Dr. Duckworth also acknowledges patients’ length of stay is getting shorter. Psychiatric hospitalists are under a great deal of pressure to “get people patched up in too short a period of time,” he says. “They really do need more time. There is a temptation to use more than one antipsychotic medication, but people really should not be given two antipsychotic medications unless someone has performed a thoughtful assessment.”

On Board with HBIPS

While HBIPS covers areas of care important to many, the details of implementing the measure set might be challenging, Dr. Lineberry says. The requirements increase the documentation burden for physicians, nurses, and allied health professionals, such as social workers and therapists. Hospitals using electronic medical records might have to modify their records to meet the requirements. And with the new measure comes new, significant personnel costs to audit and collect the data, he says.

“For psychiatric hospitalists who are using HBIPS, it will be helpful to look at the measures from a multidisciplinary standpoint,” Dr. Lineberry says. “Approach HBIPS as a team. Look at the process and see how it works, then adapt it to fit in with your current workflow.”

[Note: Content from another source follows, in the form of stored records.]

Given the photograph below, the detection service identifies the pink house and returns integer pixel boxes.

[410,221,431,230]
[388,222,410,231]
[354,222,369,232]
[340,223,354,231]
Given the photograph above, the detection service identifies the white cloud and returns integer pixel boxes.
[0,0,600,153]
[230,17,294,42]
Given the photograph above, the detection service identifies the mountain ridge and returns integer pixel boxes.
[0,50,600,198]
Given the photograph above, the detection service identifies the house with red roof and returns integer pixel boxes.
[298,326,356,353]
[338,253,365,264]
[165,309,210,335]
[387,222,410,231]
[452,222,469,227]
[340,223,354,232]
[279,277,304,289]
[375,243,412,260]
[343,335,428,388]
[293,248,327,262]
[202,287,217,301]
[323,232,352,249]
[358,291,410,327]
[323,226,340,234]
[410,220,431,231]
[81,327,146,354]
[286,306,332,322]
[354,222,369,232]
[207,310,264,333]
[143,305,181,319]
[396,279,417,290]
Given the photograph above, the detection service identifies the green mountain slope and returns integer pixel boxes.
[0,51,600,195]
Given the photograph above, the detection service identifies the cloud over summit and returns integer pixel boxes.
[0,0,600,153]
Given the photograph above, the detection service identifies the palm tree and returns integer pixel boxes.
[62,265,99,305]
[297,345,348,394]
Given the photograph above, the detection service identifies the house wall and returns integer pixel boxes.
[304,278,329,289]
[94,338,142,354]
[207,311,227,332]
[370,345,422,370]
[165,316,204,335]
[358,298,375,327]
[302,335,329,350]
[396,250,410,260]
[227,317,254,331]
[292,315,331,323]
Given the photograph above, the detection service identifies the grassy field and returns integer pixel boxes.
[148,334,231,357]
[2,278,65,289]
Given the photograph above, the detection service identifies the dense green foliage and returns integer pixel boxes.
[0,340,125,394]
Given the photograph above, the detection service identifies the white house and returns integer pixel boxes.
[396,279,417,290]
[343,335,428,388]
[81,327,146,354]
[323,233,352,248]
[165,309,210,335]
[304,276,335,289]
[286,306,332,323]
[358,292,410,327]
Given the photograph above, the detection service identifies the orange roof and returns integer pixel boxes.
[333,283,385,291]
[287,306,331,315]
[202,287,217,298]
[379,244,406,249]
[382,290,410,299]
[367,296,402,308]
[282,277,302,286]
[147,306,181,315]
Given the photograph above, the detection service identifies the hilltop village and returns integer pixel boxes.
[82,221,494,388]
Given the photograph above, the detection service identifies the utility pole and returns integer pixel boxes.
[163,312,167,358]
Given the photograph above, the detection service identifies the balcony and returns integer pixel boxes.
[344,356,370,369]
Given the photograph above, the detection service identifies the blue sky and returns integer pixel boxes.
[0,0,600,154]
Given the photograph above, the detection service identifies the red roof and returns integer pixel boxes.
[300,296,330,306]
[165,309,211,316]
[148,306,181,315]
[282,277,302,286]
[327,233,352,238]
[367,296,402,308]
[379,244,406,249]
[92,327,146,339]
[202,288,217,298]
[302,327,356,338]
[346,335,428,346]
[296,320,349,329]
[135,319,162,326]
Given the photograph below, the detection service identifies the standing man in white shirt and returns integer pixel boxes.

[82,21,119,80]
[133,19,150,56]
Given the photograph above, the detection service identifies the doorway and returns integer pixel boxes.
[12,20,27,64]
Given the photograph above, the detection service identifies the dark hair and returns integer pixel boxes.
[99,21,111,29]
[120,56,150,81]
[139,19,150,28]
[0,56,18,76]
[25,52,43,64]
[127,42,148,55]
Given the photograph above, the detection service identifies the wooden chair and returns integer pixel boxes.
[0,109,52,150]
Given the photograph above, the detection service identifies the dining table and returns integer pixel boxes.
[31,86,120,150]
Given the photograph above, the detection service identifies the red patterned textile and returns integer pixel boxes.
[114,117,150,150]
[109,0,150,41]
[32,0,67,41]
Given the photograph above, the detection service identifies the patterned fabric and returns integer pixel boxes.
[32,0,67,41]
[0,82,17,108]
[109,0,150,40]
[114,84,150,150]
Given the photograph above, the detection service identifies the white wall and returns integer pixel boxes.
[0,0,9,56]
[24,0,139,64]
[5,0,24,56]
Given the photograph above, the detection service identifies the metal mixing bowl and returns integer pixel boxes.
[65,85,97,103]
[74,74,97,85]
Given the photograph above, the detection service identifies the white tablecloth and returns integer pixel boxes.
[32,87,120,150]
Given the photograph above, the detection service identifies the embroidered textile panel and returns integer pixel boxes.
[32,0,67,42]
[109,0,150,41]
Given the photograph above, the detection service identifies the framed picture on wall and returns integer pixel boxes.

As of July, more than 274 psychiatric hospitals and psychiatric units had implemented the HBIPS measures. “We don’t usually have numbers until at least six months after,” Milton says, noting the commission is eager to receive quantitative data and report back to the participating hospitals.

Milton anticipates the Joint Commission will submit the HBIPS measure set to the National Quality Forum (NQF) for consideration and endorsement. Although she anticipates the measures will receive NQF endorsement sometime this year, an exact timeline has not been established, she says. The Joint Commission will work closely with the NQF to ensure the HBIPS measure set receives endorsement, and will make necessary modifications that may be required, Milton says.

Once HBIPS receives NQF endorsement, HBIPS data will be publicly reported following the first two quarters of data collection, Milton says. Data on each hospital will be available at www.qualitycheck.org. TH

Gina Gotsill is a freelance medical writer in California. Freelance writer Chris Haliskoe contributed to this report.